Our old error popup didn’t reflect this so your writer, with his total lack of coding skills, decided to improve it.
This is a complex issue and the main reason Vulkan is not yuzu’s default API. Users of old laptops with AMD and Intel integrated GPUs tend to use the driver shipped by either the laptop vendor or Windows Update. In both cases, those drivers are most likely years old (yuzu can run on AMD GPUs from 2012) and either lack Vulkan support at all, or only support a portion of what’s needed to run yuzu. Also, since laptops, by default, connect the display directly to the integrated GPU, that’s the first Vulkan driver that will be seen, so it’s critical to have the latest GPU driver installed even if your laptop has a dedicated NVIDIA GPU running the latest driver.
While telling AMD users to manually download and install updated drivers is a viable option and works as it should, in its infinite wisdom, Intel decided to block manual installation of its own official drivers if a custom laptop vendor driver is in use (those modified drivers are usually created to cheat on battery life metrics and/or to save money on cooling).
The only alternative in those cases is to manually download the ZIP version of the driver > unpack it > Launch the Device Manager > right-click the correct GPU in Display Adapters > select Update Driver Software… > select Browse my computer for driver software > select Let me pick from a list of device drivers on my computer > select Have Disk… > then finally browse to the folder where the driver was unpacked and select the iigd_dch.inf file. What a very intuitive and user-friendly way to update a GPU driver… great job Intel.
Here’s a video tutorial for those that prefer visual aid over our rambling.
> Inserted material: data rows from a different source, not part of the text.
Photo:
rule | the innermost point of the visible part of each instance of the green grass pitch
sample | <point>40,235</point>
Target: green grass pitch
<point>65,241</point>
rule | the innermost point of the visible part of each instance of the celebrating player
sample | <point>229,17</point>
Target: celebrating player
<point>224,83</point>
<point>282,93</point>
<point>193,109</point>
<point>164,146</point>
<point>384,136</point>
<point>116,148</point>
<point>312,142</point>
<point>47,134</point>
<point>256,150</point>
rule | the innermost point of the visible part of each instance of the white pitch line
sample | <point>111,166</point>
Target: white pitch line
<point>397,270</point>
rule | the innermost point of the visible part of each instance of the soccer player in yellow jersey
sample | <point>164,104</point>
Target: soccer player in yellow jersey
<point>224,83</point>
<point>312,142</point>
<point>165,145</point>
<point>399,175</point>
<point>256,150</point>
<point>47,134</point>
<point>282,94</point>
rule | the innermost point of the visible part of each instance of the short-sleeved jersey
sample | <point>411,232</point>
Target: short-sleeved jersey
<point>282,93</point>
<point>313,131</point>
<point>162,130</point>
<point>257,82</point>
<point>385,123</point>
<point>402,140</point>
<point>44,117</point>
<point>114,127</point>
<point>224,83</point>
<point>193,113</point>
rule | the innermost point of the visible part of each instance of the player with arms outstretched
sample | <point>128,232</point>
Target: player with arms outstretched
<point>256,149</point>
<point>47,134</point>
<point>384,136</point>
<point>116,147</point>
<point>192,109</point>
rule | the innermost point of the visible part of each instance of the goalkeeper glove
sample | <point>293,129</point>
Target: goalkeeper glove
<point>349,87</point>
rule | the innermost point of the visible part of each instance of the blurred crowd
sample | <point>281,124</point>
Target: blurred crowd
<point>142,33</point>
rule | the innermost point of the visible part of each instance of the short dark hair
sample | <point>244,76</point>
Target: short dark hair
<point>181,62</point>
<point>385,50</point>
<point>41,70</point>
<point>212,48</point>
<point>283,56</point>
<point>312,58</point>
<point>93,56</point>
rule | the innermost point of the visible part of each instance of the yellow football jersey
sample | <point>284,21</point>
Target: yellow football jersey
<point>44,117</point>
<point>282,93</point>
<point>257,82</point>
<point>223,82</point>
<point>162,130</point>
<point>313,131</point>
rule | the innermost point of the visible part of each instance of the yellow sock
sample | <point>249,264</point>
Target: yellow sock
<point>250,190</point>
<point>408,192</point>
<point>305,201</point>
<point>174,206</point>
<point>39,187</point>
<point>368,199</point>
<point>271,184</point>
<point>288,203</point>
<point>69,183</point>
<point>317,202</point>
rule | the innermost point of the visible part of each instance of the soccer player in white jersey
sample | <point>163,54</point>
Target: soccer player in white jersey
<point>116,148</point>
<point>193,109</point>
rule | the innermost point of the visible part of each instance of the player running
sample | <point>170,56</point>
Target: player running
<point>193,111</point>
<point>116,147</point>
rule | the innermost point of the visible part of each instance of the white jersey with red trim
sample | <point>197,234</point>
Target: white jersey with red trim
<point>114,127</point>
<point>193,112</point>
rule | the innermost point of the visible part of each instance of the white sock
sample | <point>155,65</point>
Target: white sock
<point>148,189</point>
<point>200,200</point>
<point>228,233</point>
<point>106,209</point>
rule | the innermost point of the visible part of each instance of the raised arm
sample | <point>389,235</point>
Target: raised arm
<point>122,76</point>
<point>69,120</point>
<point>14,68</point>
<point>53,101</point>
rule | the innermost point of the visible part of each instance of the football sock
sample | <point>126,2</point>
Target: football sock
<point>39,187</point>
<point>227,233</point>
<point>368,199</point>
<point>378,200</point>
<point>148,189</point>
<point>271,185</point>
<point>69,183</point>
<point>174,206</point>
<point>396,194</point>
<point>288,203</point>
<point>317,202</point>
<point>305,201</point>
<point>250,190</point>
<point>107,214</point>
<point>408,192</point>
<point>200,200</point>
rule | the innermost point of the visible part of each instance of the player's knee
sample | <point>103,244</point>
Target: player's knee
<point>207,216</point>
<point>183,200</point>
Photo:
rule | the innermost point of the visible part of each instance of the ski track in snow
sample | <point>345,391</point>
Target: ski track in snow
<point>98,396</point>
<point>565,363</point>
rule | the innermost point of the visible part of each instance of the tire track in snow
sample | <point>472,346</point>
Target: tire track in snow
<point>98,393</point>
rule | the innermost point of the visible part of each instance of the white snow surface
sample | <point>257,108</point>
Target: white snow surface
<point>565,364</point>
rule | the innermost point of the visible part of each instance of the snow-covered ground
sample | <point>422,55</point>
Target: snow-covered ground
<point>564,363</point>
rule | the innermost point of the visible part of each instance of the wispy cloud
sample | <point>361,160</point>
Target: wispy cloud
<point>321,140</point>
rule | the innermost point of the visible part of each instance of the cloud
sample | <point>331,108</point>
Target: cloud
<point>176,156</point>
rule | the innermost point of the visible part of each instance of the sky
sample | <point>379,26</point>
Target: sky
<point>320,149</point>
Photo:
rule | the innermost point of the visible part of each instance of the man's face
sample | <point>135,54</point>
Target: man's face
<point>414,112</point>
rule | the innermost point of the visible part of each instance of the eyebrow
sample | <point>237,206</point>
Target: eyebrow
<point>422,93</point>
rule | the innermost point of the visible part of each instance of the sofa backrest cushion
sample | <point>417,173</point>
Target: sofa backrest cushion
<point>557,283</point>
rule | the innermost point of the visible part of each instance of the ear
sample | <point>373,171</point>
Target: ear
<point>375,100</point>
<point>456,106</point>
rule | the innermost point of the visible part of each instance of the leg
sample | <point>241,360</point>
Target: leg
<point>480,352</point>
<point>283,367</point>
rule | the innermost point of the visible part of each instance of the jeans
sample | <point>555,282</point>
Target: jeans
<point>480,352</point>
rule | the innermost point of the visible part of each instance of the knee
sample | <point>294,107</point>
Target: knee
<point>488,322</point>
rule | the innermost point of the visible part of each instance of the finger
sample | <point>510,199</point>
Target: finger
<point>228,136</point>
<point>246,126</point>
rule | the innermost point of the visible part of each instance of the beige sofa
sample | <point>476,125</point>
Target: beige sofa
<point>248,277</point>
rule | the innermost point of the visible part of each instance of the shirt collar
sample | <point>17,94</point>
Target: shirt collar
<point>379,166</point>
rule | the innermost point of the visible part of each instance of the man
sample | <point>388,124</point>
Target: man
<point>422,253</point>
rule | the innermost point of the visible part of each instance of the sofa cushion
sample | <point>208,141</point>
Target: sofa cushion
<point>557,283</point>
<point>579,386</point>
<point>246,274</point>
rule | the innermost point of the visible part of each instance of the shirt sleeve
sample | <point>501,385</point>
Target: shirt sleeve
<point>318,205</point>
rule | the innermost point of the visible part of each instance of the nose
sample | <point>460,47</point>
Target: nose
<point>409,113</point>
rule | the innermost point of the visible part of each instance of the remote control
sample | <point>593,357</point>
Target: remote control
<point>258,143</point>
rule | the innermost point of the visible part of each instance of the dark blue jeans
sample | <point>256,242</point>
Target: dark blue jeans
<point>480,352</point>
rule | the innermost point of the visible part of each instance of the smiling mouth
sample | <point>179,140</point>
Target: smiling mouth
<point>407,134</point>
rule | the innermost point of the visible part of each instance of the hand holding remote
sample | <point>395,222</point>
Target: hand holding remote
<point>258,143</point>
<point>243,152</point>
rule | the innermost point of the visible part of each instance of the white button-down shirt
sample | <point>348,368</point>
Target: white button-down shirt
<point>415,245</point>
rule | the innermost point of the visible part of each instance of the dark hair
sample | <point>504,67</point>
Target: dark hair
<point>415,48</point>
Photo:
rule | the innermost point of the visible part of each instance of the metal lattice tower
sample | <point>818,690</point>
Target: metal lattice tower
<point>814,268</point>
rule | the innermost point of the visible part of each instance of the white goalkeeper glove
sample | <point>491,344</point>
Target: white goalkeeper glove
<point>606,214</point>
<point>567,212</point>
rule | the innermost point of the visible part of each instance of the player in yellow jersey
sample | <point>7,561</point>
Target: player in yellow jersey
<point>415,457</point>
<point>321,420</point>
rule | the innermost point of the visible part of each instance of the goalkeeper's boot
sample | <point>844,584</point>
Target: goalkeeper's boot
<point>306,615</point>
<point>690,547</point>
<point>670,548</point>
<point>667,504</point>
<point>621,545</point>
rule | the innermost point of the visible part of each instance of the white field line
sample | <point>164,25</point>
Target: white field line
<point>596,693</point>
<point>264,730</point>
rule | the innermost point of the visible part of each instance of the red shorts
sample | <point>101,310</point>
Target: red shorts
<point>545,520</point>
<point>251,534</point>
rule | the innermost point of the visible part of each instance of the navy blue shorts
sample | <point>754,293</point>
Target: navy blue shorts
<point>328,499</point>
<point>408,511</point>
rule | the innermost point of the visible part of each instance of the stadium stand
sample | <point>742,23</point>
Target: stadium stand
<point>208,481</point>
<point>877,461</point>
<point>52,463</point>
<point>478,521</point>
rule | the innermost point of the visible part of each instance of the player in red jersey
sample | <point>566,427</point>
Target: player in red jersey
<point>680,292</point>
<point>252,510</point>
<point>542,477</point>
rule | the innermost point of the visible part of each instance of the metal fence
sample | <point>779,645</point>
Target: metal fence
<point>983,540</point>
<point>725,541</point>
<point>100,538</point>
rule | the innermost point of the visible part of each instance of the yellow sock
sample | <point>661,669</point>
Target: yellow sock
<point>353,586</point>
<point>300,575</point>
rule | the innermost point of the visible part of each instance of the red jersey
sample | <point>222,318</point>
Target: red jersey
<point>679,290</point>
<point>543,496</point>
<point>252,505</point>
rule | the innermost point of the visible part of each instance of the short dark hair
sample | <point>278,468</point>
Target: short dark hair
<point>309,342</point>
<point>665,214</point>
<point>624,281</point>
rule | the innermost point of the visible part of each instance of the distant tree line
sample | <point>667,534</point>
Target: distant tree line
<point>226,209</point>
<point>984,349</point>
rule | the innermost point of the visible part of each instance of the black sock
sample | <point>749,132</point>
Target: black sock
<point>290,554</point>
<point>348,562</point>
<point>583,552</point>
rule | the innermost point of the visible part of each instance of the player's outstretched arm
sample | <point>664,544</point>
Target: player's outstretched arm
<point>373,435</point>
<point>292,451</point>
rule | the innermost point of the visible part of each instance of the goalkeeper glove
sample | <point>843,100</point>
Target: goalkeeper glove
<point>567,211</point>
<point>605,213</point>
Just make sure to use the iigd_dch.inf file instead of the one shown in the slightly outdated video. Other mentioned optimizations on the video no longer apply.
With this easy job done, the Intel GPU gets full Vulkan support, runs at its intended performance, and has access to all the new features, fixes, and performance improvements that the driver developers worked on. The driver is also allowed to auto-update on new official releases.
Known software that uses broken Vulkan injectors are outdated screen recorders like Bandicam, Action!, and even OBS. We strongly recommend using an up-to-date OBS, the native encoders from the GPU vendor (Radeon ReLive and Geforce Experience), or the integrated Xbox Game Bar on Windows. Overwolf and GShade are also known to break Vulkan support, so we strongly recommend avoiding them.
Future projects
Project Gaia is progressing smoothly. Heads up, SSD users will notice improvements once it is released.
Blinkhawk informs us that Project Y.F.C. will be released in smaller chunks in order to push more progressive updates instead of delaying for a big release that would require more testing time. We want to get these updates in your hands as soon as possible! We continue to plan to add several GPU features that have been pending. Here’s a screenshot as an example:
Mario Golf: Super Rush
That’s all folks! Thank you for your attention, and we hope to see you next month!